The Swedish team had already shown that inhibition of this protein with cyclosporin A counteracted disease symptoms by improving muscle strength in experimental models. In addition, cyclophilin inhibitors have also showed beneficial effects for the treatment of other muscle disorders, such as Duchenne muscular dystrophy (DMD).

“The effects of NeuroVive’s cyclophilin inhibitor are very exciting and are in line with results from previous studies, where cyclophilin inhibitors have been shown to counter disruption of mitochondrial function and muscle weakness in different models of muscular disorders,” Håkan Westerblad, professor at Karolinska Institutet and principal investigator of the study, said in a press release. “We are looking forward to continuing the positive collaboration with NeuroVive and taking the project additional steps forward in development.”

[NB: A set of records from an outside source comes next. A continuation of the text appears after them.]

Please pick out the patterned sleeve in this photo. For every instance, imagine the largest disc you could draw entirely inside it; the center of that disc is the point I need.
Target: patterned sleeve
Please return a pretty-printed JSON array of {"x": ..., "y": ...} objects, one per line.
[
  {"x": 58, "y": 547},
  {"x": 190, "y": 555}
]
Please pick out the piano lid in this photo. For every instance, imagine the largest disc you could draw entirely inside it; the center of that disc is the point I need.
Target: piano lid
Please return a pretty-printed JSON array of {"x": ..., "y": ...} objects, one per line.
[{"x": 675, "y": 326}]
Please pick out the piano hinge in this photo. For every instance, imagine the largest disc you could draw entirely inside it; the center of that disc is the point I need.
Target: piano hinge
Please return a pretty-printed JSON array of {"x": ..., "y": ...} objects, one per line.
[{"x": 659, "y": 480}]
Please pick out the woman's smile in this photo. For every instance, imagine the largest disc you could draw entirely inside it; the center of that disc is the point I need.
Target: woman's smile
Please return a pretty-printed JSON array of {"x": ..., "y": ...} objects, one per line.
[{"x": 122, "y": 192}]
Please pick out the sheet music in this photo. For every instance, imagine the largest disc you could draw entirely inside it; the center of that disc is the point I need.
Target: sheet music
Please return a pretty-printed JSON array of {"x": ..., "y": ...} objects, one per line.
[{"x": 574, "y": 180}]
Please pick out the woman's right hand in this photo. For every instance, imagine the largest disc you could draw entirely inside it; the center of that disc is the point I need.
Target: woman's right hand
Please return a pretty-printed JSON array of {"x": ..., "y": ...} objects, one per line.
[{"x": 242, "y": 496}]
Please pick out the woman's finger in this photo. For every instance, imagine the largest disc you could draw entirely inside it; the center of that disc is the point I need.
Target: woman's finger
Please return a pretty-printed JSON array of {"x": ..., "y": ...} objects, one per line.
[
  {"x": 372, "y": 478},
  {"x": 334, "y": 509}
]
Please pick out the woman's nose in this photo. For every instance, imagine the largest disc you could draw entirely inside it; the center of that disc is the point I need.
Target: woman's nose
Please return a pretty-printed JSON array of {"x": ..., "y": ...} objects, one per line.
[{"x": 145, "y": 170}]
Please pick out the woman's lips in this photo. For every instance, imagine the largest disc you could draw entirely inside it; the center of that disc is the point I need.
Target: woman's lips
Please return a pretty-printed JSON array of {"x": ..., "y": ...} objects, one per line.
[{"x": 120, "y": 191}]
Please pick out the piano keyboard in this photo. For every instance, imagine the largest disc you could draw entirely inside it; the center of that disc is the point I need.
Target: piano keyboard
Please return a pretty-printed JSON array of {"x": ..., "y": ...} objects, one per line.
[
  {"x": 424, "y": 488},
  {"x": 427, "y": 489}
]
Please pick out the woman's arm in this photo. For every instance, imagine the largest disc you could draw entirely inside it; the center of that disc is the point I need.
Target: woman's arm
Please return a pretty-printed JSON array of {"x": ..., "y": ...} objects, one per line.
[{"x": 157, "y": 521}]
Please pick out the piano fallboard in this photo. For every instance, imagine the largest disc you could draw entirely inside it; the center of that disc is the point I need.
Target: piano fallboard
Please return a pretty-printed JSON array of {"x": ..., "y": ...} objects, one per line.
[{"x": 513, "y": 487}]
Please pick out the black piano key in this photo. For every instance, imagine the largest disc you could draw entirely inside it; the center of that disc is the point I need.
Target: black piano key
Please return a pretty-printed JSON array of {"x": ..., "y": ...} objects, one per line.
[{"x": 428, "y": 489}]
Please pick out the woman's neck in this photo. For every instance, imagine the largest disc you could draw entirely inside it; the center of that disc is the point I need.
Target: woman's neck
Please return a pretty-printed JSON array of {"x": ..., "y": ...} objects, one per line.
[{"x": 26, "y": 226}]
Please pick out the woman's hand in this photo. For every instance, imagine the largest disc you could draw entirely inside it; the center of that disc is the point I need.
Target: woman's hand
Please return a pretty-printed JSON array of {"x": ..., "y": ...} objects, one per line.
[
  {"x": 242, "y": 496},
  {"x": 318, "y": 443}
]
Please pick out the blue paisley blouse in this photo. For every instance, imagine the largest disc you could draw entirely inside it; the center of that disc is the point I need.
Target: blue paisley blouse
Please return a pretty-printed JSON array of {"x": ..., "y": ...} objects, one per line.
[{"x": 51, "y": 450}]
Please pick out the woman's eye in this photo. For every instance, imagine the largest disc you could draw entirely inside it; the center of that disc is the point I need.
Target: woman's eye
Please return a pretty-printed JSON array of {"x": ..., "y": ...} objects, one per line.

The more recent results further demonstrate the therapeutic potential of CypD inhibition to prevent mitochondrial myopathy progression.

Magnus Hansson, MD, PhD, chief medical officer and head of preclinical and clinical development at NeuroVive, called the study results “an important milestone in NeuroVive’s NVP025 project,” which evaluates NV556 compound potential. “The study shows that our cyclophilin inhibitors can be further developed towards the goal of offering mitochondrial myopathy patients a novel treatment option,” Hansson said.

Supported by the positive results, the company will continue developing its CypD inhibitors.

“We are now taking the project into its next phase, where we will optimize a candidate drug suitable for further development for patients with different types of muscle disorders,” Hansson said.